Comparison: Self-Hosted vs. Cloud Memory
| Concern | Cloud Memory (Mem0, Zep) | Self-Hosted (Dakera) |
|---|---|---|
| Data residency | Provider's region | Your hardware, your jurisdiction |
| Encryption keys | Provider-managed | You hold the only copy |
| Embedding privacy | Text sent to external API | On-device ONNX inference |
| Network exposure | Public internet | Private network, your firewall |
| Cost at scale | Per-query pricing | Fixed infrastructure cost |
| Latency | Network round-trip | Local, sub-25ms p99 |
| Compliance (HIPAA, SOC2) | Depends on provider | Your controls, your audit |
When to Self-Host
Self-hosted AI memory is the right choice when:
- Your agents process PII, PHI, or classified information
- Regulatory requirements mandate data residency (GDPR, HIPAA, FedRAMP)
- You need predictable costs at scale (no per-query fees)
- Low latency is critical (same-network retrieval vs. internet round-trip)
- You want full control over retention policies and data lifecycle
If you're prototyping with non-sensitive data and don't need compliance guarantees, a cloud solution might be simpler to start with. But for production agents handling real user data, self-hosting gives you control that no SLA can match.

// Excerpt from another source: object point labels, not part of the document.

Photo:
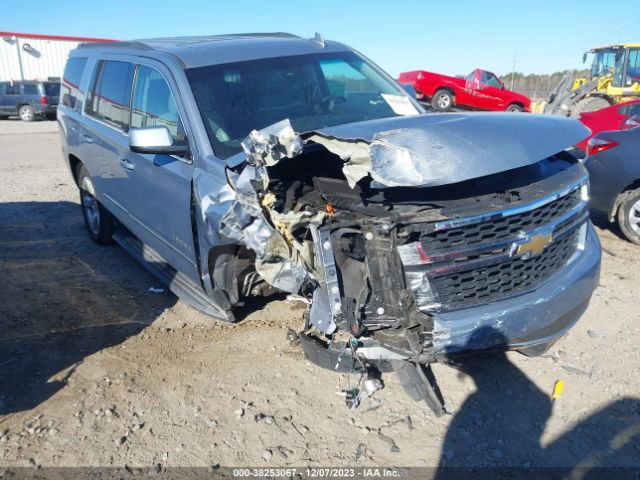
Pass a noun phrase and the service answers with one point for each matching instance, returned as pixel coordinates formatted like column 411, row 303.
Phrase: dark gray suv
column 244, row 165
column 29, row 100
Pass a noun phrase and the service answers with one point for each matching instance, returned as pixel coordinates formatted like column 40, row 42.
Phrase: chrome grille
column 477, row 260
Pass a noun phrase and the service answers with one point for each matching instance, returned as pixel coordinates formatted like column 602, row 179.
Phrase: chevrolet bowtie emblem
column 535, row 245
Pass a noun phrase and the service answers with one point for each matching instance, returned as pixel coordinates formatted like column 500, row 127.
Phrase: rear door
column 158, row 192
column 11, row 98
column 103, row 134
column 490, row 94
column 31, row 93
column 51, row 90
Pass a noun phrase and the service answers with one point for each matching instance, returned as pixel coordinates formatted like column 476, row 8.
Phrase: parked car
column 242, row 165
column 29, row 100
column 613, row 161
column 609, row 118
column 480, row 90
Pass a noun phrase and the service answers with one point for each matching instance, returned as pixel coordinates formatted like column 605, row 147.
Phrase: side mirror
column 155, row 140
column 407, row 87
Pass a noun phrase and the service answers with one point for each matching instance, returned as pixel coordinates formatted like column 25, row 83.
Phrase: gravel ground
column 97, row 370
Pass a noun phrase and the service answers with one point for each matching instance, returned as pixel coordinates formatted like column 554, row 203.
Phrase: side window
column 12, row 89
column 111, row 93
column 70, row 88
column 30, row 89
column 633, row 71
column 154, row 104
column 490, row 79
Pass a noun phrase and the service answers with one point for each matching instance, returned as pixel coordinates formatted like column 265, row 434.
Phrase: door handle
column 127, row 164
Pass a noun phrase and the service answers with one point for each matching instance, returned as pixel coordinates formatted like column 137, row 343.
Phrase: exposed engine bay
column 382, row 231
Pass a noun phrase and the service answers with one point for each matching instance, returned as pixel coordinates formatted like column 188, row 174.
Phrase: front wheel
column 629, row 216
column 442, row 101
column 96, row 218
column 26, row 113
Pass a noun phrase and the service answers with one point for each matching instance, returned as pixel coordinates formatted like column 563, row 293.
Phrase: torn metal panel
column 326, row 298
column 271, row 144
column 432, row 150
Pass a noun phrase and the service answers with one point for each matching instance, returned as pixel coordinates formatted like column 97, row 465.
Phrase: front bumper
column 526, row 320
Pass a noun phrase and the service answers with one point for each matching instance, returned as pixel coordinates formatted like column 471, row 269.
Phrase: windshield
column 51, row 89
column 603, row 62
column 312, row 91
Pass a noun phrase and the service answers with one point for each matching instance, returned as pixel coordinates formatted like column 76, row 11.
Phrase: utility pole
column 513, row 70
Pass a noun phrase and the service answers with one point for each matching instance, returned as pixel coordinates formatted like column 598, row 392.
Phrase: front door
column 158, row 193
column 490, row 94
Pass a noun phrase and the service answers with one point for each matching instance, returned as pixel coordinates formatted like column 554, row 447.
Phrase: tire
column 442, row 101
column 629, row 216
column 515, row 108
column 97, row 219
column 26, row 113
column 589, row 104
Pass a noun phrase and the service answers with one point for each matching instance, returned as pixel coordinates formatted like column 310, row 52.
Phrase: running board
column 177, row 282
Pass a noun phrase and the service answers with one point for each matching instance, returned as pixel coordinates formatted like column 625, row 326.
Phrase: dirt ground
column 95, row 369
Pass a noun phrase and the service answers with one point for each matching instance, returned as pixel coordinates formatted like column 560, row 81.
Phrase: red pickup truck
column 480, row 90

Getting Started in 5 Minutes
Here's the fastest path from zero to a working self-hosted memory server:
# 1. Install
curl -fsSL https://get.dakera.ai/install.sh | sh
# 2. Start with defaults (in-memory encryption key for dev)
dakera serve
# 3. Store a memory
curl -X POST http://localhost:3300/v1/memory \
-H "Content-Type: application/json" \
-d '{"namespace": "test", "content": "The user prefers dark mode and vim keybindings"}'
# 4. Search
curl "http://localhost:3300/v1/memory/search?namespace=test&query=what+are+the+user+preferences"
For a full production deployment guide with systemd, TLS, and monitoring, see the quickstart documentation.